De recentste NEVI Inkoopmanagersindex (PMI) voor maart 2024 schetst een beeld van voorzichtig optimisme binnen de Nederlandse productiesector, ondanks aanhoudende uitdagingen en een langdurige periode van economische tegenwind. De PMI-hoofdindex, die de gezondheid van de industriële sector meet, is in maart licht gestegen naar 49.7, van 49.3 in februari. Hoewel deze score nog onder de kritische drempel van 50 ligt, die een stabilisatie van de bedrijfsactiviteiten markeert, wijst het op een vertraging van de krimp. Dit is de kleinste afname in negentien maanden, wat duidt op een mogelijke kentering in de sector
Voor het eerst in ruim een jaar nam de productieomvang toe, en het aantal nieuwe orders steeg voor het eerst in twintig maanden. Deze ontwikkelingen, in combinatie met een tweede achtereenvolgende maand van banengroei, duiden op een langzaam herstel en droegen bij aan de verdere stijging van de PMI-hoofdindex richting de drempel van 50.0.
Bedrijven blijven echter hun voorraden verkleinen, een trend die al veertien maanden aanhoudt, zij het dat de voorraaddaling in maart de kleinste was in deze periode. Het optimisme over de toekomstige productieomvang daalde licht, wat resulteerde in een deelindex die verder onder de historische trend dook. Dit gematigde optimisme weerspiegelt wellicht zorgen over toekomstige marktomstandigheden ondanks plannen voor investeringen, groei en nieuwe projecten.
De stijging in nieuwe orders, deels toegeschreven aan verbeterde vraag en nieuwe projecten, was opmerkelijk. De buitenlandse vraag, voornamelijk van Europese klanten, nam ook toe en markeerde de grootste toename in bijna twee jaar. Als reactie hierop hebben Nederlandse producenten hun productieomvang vergroot, een positieve ontwikkeling die aangeeft dat de sector zich mogelijk stabiliseert.
De groei van de personeelsbestanden in maart werd toegeschreven aan het vervullen van vacatures, ondanks dat de banengroei beperkt was en vergelijkbaar met die van februari. De verbetering van de prestaties van leveranciers in maart suggereert een verminderde druk op de capaciteit, hoewel er meldingen waren van vertraagde leveringen.
De daling van de inkoopprijzen was de kleinste in meer dan een jaar, deels toegeschreven aan lagere grondstofprijzen. Tegelijkertijd stegen de verkoopprijzen voor de derde achtereenvolgende maand, met een bescheiden inflatie die iets hoger was dan in de voorgaande maand.

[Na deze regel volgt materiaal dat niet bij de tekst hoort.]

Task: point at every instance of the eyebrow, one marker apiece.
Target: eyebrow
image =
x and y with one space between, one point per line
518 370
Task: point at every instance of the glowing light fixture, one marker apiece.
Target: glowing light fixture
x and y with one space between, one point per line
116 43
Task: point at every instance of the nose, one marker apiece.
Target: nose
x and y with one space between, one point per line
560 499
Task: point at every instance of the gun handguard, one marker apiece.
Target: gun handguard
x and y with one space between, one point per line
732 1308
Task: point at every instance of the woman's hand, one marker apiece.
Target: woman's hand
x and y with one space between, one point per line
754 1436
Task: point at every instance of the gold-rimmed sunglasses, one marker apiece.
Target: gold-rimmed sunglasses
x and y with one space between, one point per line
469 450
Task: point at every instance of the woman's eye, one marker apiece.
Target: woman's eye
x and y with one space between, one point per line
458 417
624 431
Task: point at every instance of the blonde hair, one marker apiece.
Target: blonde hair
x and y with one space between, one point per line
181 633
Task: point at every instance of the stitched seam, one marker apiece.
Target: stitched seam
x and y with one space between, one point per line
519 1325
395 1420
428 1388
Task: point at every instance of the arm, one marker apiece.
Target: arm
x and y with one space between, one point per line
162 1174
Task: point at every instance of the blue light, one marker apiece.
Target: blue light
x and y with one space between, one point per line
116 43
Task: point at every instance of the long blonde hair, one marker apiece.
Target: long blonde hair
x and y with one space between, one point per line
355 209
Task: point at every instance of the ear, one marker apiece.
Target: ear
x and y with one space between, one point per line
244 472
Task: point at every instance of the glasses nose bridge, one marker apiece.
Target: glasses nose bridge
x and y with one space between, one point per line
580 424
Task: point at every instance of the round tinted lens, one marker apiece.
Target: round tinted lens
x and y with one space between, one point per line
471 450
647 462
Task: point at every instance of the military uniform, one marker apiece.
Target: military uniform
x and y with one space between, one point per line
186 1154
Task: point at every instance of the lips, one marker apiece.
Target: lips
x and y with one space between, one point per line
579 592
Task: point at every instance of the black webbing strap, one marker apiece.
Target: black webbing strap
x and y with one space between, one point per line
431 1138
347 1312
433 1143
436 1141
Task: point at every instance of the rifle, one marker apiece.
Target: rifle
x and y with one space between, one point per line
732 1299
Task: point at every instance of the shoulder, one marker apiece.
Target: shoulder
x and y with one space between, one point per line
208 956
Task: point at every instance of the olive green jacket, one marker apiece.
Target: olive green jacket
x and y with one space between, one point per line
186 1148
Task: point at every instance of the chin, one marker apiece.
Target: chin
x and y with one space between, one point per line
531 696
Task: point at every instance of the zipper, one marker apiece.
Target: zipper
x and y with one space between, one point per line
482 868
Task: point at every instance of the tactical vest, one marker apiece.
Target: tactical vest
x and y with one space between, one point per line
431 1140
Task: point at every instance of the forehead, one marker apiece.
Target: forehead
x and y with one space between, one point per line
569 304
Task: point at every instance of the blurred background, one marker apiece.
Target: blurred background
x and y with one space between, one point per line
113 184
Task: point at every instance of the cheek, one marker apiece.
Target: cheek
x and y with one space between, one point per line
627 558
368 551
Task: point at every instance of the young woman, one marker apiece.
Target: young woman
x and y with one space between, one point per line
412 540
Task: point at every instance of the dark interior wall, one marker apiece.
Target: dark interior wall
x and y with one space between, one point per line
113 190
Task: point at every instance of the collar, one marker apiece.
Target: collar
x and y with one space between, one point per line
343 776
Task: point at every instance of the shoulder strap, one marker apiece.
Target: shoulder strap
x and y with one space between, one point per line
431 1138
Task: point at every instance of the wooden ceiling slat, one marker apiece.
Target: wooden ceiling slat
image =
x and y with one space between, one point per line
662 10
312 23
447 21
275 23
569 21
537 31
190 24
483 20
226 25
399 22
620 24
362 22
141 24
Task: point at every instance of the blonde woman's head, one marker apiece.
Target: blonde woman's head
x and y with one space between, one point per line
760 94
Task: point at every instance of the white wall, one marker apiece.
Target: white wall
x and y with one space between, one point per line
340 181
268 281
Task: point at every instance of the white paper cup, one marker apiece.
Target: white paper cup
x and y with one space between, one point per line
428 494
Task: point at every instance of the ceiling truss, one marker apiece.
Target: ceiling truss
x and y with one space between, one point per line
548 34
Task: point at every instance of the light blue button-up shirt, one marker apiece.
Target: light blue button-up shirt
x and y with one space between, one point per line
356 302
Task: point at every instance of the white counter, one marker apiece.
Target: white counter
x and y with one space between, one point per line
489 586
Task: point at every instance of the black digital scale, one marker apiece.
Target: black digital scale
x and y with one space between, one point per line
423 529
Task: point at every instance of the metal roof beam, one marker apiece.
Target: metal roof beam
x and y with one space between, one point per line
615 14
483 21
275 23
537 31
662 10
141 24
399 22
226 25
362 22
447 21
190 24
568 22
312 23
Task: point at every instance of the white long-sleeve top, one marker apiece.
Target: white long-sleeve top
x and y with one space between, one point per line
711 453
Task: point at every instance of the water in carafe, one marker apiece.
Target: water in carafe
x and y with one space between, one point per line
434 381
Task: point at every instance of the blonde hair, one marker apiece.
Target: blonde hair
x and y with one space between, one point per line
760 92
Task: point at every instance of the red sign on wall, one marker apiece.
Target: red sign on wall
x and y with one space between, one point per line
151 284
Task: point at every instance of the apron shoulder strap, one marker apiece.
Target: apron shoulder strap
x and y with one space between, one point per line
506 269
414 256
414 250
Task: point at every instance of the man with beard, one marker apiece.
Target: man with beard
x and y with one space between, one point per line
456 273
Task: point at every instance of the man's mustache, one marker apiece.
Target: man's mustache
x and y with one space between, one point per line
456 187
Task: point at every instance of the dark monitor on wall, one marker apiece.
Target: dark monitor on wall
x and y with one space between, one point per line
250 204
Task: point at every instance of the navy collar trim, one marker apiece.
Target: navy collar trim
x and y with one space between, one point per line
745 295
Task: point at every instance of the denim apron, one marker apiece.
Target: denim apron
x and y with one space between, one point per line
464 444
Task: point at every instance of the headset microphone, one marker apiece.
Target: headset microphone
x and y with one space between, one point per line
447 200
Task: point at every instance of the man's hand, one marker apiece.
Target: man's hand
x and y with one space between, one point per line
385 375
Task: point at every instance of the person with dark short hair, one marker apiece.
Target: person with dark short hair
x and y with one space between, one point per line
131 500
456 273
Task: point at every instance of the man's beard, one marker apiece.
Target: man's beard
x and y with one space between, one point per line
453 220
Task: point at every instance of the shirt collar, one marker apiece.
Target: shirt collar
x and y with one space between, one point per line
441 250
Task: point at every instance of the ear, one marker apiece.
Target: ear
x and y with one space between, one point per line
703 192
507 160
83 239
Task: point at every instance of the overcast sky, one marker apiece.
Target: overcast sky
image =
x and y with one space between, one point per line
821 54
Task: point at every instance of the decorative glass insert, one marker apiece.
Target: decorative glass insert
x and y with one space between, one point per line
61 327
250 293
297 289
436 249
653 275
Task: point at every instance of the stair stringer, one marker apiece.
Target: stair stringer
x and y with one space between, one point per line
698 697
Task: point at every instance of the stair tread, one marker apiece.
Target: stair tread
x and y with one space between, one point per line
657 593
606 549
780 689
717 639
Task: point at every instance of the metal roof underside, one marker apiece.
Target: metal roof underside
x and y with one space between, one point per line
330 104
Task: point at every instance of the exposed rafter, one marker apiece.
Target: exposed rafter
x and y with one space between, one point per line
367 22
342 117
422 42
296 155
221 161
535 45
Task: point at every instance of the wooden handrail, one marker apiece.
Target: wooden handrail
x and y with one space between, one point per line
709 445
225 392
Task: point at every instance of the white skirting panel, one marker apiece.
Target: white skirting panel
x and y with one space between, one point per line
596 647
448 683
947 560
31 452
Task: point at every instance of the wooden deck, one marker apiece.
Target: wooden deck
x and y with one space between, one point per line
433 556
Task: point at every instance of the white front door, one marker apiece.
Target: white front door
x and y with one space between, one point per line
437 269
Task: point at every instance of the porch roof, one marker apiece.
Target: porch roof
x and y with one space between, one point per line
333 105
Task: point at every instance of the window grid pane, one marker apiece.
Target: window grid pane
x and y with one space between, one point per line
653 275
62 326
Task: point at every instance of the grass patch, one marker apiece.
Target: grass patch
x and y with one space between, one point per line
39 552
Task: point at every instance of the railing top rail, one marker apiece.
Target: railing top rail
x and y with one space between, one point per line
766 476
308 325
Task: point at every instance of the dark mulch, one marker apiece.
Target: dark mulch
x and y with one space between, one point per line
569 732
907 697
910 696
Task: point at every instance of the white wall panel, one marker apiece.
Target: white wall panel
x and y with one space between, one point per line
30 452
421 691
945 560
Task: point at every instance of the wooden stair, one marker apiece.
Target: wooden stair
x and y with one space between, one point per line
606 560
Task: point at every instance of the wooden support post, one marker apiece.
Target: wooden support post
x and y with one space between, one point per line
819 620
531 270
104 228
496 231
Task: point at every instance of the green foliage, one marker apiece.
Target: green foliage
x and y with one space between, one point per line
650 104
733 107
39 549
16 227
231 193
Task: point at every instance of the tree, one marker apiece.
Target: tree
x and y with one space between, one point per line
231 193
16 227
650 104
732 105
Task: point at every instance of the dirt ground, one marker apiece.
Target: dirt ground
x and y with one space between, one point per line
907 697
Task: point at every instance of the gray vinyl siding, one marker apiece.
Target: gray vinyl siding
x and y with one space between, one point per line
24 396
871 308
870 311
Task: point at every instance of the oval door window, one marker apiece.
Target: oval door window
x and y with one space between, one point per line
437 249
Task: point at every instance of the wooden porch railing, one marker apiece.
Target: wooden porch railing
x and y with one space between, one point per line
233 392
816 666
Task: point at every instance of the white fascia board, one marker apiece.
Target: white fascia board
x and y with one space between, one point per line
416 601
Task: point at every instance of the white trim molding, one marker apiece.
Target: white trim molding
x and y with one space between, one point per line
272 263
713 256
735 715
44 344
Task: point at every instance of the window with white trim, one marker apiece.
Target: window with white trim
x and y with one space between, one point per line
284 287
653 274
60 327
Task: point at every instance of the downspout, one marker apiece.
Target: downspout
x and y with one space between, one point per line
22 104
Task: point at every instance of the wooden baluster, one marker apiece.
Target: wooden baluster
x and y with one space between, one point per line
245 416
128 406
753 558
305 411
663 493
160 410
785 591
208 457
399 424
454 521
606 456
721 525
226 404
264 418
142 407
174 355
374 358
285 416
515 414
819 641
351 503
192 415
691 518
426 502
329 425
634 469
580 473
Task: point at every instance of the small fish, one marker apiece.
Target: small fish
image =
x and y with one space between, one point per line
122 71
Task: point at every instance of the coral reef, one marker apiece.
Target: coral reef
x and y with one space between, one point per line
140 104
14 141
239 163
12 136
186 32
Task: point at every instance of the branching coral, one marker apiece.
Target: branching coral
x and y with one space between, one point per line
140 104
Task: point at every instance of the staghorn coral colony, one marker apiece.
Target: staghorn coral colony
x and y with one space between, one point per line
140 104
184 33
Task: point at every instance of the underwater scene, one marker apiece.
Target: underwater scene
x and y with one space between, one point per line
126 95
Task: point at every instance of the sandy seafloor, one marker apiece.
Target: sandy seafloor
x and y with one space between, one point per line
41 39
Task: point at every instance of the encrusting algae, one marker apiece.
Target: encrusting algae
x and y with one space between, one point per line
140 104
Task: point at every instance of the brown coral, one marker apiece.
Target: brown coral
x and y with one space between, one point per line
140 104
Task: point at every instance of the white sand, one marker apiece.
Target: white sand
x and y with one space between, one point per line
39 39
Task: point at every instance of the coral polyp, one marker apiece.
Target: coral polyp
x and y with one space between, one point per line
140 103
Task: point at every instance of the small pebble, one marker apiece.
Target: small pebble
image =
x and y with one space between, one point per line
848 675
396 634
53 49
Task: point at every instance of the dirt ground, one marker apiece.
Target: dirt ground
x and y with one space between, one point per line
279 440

Het lichte herstel in de Nederlandse productiesector, gedreven door een toename in productieomvang en nieuwe orders, biedt een basis voor voorzichtig optimisme. Ondanks enige terughoudendheid onder bedrijven, vooral wat betreft voorraadniveaus en toekomstige productieomvang, wijzen de huidige trends op potentiële stabilisatie en groei in de komende maanden. De sector staat echter voor uitdagingen, waaronder de noodzaak om zich aan te passen aan veranderende marktomstandigheden en externe druk, terwijl het streven naar duurzaam herstel voortduurt.